A Cryptic Message on a Postcard Leads to a Message from the Past
The title of this book, The Postcard by Anne Berest, is simplicity that belies the complexities and mysteries of a population of people born during the chaos of any Nazi occupied country during WWII. A postcard is the simplest form of mail to send or receive, and in this case a cryptic message received on one prompts a search spanning generations. For those born during the confusion of the war years, made more inscrutable due to deaths, fears of documentation, and destruction of buildings housing records, all caused by existing wartime conditions, a segment of humanity is left without genealogical connections intact, exacerbated by fears of that period that exact knowledge and record keeping might escalate risks. A daughter begins an odyssey of discovery seeking answers related to a mysterious postcard her mother received from Paris in January 2003, that ultimately leads to a precious gift.

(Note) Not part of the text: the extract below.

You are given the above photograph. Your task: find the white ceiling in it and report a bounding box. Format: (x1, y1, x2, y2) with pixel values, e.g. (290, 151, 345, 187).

Pile on top of a generation desperately seeking more information about their origins, a smug unkind class system develops based upon speculation of how authentically Jewish such a person might be, much like that which occurred following the civil war where degree of blackness was a basis for scrutiny or condemnation on all sides of the racial spectrum. The narrator later imagines how she might have responded to a recent cruel comment, “You said I’m only Jewish when it suits me. But, Déborah, when my daughter was born, when I held her for the first time, do you know what I thought of? The first image that went through my mind? It was the mothers who were breastfeeding when they were sent to the gas chambers. So yes, it would suit me not to think about Auschwitz every day. It would suit me for things to be different. It would suit me not to be afraid of the government, afraid of gas, afraid of losing my identity papers, afraid of enclosed spaces, afraid of dog bites, afraid of crossing borders, afraid of traveling by airplane, afraid of crowds and the glorification of virility, afraid of men in groups, afraid of my children being taken from me, afraid of people who obey orders, afraid of uniforms, afraid of being late, afraid of being stopped by the police, afraid whenever I have to renew my passport. Afraid of saying that I’m Jewish.”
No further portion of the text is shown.